406 F2d 1328 Sooner State Dairies Inc v. Townley's Dairy Company
406 F.2d 1328
SOONER STATE DAIRIES, INC., Appellant,
TOWNLEY'S DAIRY COMPANY, Meadow-Gold Company, and the Borden
United States Court of Appeals Tenth Circuit.
Feb. 17, 1969.
Gerald D. Swanson, Tulsa, Okl., for appellant.
Gus Rinehart, Oklahoma City, Okl., (Sam A. Townley, Loyd Benefield, Oklahoma City, Okl., George B. Christensen, and Brian A. Loftus, Chicago, Ill., Richard B. McDermott, Tulsa, Okl., and Joseph A. Greaves, Chicago, Ill., with him on brief), for appellees.
Before MURRAH, Chief Judge, and PICKETT and HOLLOWAY, Circuit Judges.
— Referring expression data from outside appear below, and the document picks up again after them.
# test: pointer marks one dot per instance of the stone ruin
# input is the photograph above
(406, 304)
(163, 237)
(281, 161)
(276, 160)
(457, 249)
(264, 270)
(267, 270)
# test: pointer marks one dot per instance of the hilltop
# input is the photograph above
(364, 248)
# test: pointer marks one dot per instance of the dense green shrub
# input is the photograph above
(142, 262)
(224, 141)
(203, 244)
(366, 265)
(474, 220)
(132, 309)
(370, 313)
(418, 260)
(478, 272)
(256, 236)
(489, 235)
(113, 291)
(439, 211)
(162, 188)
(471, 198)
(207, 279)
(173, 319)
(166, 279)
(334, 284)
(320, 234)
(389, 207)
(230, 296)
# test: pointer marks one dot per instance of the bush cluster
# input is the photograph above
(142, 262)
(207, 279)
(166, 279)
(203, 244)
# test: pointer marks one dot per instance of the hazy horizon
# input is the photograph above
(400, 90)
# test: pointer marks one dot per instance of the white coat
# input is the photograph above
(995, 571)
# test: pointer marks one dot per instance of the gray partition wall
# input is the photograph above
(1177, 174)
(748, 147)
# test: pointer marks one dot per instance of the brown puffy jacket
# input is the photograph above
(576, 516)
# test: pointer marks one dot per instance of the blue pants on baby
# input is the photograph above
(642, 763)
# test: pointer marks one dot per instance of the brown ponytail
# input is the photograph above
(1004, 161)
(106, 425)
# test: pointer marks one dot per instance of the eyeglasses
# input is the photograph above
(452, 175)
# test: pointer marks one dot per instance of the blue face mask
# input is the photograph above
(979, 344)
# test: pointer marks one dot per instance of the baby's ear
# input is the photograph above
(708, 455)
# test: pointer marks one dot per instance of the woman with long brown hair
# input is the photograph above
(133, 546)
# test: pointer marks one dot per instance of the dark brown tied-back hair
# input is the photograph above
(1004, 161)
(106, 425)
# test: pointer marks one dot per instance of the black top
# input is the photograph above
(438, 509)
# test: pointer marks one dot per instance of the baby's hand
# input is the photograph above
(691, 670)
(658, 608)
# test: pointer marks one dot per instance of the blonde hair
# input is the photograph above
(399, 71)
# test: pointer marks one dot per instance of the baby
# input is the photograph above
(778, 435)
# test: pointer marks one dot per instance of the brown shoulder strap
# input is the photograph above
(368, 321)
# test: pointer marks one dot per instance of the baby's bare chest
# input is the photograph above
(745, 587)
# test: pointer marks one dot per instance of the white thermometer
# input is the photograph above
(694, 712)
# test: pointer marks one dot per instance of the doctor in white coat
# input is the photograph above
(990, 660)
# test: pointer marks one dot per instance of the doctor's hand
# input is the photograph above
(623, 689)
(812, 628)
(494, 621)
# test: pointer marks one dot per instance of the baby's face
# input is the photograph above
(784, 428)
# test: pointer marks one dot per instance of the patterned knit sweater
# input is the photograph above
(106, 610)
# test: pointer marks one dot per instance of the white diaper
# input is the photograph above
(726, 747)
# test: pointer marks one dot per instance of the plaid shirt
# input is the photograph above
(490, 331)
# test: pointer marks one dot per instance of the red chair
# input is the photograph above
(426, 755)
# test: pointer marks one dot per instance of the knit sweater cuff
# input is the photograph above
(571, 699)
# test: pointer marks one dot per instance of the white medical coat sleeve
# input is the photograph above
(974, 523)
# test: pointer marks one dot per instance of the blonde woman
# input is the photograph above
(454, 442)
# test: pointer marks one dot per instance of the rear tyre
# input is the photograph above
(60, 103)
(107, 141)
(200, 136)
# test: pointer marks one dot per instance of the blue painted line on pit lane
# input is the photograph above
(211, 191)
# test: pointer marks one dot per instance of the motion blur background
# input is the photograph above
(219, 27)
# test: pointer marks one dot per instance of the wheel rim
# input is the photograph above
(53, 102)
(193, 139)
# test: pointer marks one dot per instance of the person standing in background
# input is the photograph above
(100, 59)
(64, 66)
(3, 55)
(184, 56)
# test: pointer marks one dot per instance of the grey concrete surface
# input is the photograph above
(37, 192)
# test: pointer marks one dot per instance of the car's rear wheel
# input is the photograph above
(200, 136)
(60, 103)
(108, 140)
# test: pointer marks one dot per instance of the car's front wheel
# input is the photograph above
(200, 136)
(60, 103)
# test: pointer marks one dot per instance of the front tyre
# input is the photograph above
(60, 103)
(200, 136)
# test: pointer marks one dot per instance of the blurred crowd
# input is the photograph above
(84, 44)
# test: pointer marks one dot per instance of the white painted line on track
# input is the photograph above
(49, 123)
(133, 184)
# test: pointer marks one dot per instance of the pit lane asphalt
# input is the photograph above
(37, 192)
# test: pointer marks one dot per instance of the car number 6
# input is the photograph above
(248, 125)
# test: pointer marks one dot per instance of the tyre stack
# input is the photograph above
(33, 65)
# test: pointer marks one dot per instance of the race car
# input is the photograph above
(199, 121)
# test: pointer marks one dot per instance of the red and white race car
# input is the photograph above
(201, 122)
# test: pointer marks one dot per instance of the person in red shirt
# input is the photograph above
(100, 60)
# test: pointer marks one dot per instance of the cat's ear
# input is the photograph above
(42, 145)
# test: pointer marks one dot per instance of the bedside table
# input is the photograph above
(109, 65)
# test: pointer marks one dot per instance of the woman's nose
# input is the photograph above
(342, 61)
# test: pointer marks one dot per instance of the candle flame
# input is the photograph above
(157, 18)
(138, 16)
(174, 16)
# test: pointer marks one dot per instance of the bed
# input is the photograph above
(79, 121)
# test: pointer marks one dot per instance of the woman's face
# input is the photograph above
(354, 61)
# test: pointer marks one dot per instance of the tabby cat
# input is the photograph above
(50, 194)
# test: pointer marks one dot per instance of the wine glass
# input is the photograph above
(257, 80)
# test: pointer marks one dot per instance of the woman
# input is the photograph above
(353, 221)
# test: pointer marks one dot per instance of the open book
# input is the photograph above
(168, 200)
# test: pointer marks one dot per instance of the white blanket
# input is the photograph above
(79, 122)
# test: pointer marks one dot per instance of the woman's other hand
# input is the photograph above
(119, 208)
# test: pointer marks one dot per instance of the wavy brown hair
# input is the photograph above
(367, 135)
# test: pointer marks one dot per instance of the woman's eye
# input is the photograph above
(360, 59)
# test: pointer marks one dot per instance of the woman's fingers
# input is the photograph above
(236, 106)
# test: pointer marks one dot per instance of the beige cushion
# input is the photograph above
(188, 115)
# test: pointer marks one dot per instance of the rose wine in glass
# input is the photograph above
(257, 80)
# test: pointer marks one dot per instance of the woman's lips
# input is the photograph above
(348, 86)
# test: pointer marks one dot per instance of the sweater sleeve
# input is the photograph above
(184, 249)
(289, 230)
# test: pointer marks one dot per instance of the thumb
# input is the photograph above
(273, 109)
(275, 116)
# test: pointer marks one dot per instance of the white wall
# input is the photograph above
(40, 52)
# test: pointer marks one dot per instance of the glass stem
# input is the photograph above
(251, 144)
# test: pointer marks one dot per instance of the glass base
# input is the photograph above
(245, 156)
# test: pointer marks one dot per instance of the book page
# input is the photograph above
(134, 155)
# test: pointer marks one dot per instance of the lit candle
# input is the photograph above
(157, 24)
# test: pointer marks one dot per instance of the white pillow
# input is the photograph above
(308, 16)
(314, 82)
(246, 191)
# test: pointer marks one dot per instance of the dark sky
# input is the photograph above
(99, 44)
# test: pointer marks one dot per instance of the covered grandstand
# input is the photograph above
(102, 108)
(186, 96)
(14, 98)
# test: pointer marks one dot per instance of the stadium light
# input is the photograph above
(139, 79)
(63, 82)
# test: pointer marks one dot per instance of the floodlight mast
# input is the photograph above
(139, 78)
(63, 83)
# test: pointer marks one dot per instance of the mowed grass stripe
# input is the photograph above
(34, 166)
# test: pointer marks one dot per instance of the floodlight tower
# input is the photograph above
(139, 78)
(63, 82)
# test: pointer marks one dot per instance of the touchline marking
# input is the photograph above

This appeal is from the dismissal of a civil anti-trust suit on the merits by the trial court on its own motion during the hearing for a temporary injunction. The complaint alleged various violations of the Sherman, clayton and Robinson-Patman Acts and requested a jury trial. An application for temporary injunction was filed and came on for hearing. After hearing three of plaintiff's five witnesses the trial judge stated, 'I don't think the Court cares to hear any more.' He thereupon denied the injunction and summarily dismissed the action. He was evidently convinced from the testimony taken that the plaintiff could not support its claim for injunctive or any other relief and was apparently moved to be done with it. This appeal is from the dismissal of the action.
We think the able and practical-minded Judge acted too quickly to deny the plaintiff its proverbial full day. Our situation is different from cases like Standard Oil Co. of Texas v. Lopeno Gas Co., 240 F.2d 504 (5th Cir. 1957) where the whole action was equitable and 'Nothing more remained to be tried.' p. 510. In those circumstances the final injunctive relief was appropriate even though the hearing was on a motion for temporary relief. In our case, the issue before the court was temporary injunctive relief which the court might very well have denied, as it surely did. But the anti-trust issues survived and a conclusive ruling thereon was premature.
The expeditious and efficient processing of litigation is laudable and should be encouraged. But the Federal Rules provide an adequate and orderly procedure for the summary dismissal of complaints which fail to state a claim on which relief can be granted, Rule 12; and for summary judgment 'if the pleadings, depositions, answers to interrogatories, and admissions on file, together with the affidavits, if any, show that there is no genuine issue as to any material fact and that the moving party is entitled to a judgment as a matter of law.', Rule 56; or if the case goes so far, a directed verdict under Rule 50 or dismissal under Rule 41(b) may be in order. Only by adherence to the spirit of these rules can we be sure of a full hearing-- the essence of due process.
The case is reversed and remanded with directions to proceed accordingly.